[As I’ve learned since through performing maturation experiments and reading a lot of journal articles, there are lots of flaws with my theory of what barrels contribute but you can still use the idea to create a very accurate barrel essence to add to other finished spirits]
After dissecting many spirits, I’ve come to realize that the vast majority of sensory attributes that a barrel contributes to a spirit are not volatile at the boiling points of ethanol and water [this fails to account for the significance of the angel’s share]. What this means is that we can remove the volatile constituents and end up with dried barrel essence. We can then introduce a solvent such as an un-aged fruit brandy or aromatic bitters and synthesize the character of barrel aging by having the perfect ratios of non-volatile compounds.
Vacuum reduction is a great tool for reducing a barrel aged spirit such as bourbon down to a dried powder because it reduces the boiling point of water enough that the flavor compounds will be as un-effected by heat as possible during evaporation (no process volatiles). My vacuum reduction rig is a Comeau vacuum aspirator (acquired for $75!) attached to a vacuum flask ($15) heated by a hot plate (a stove on low with a double boiler substitutes well). A double boiler always needs to be used because when you run out of water, the solids will scorch instantly. If your solids clump when you try and reconstitute them, they likely got scorched.
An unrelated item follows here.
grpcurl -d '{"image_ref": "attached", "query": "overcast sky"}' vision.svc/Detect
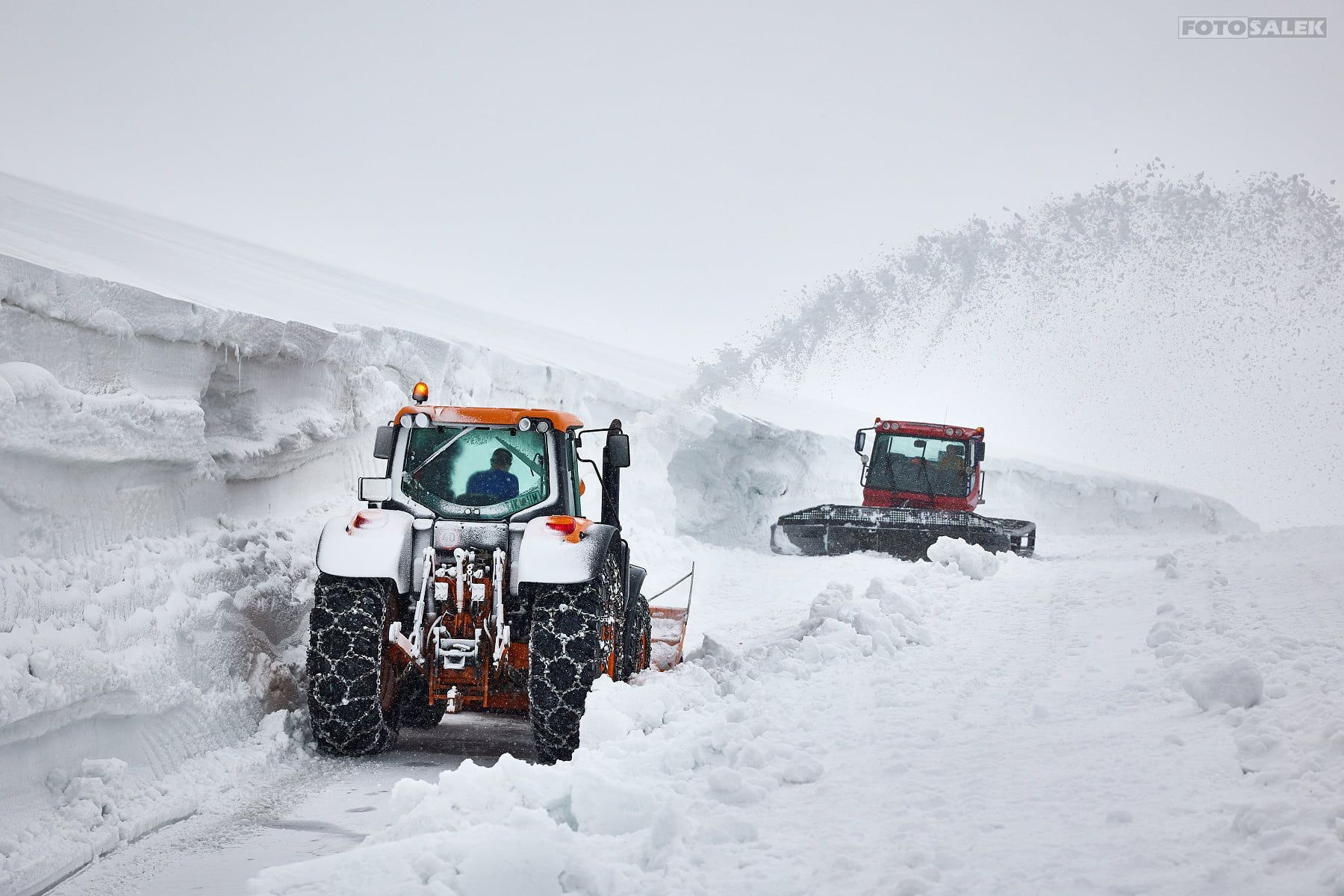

The cost of this process is essentially the cost in bourbon of the volume you want to artificially age. For example one ounce of bourbon is sacrificed for every one ounce of peach brandy you want to treat. An ounce of bourbon from a handle of Evan Williams costs about fifty cents.
For the proof of concept, 100ml of Old Granddad was reduced to powder and then the barrel essence was reconstituted with Kuchan brand Indian Blood Peach brandy. The results are very impressive with the un-aged spirit tasting very much aged. I never really enjoyed the un-aged peach brandy previously, because it seemed to resemble bubble gum, but the barrel essence seems to add attributes that push the ordinary into the extraordinary.
And this is all legal…! People are willing to spend tons of money reducing Campari to powder to rim a glass. This is significantly cheaper (after you spent $100 on some used lab equipment) and probably much more interesting on a sensory level.
[I’ve used this technique quite a bit, liters at a time, and have settled upon using an excalibur food dehydrator over a vacuum reduction rig. I’ve also digested quite a few brilliant journal articles on aging. This technique is a great predictive tool for distilleries doing new product development but you cannot be naive about the results and need to know how they differ from the real deal. A new make white dog, for example, would not be instantly aged and rather would require months to calm down and come to equilibrium. No angel’s share would be accounted for either. All in all, the results are better than any other fake aging technique and can be done affordably and accurately in volumes as small as 2 oz.]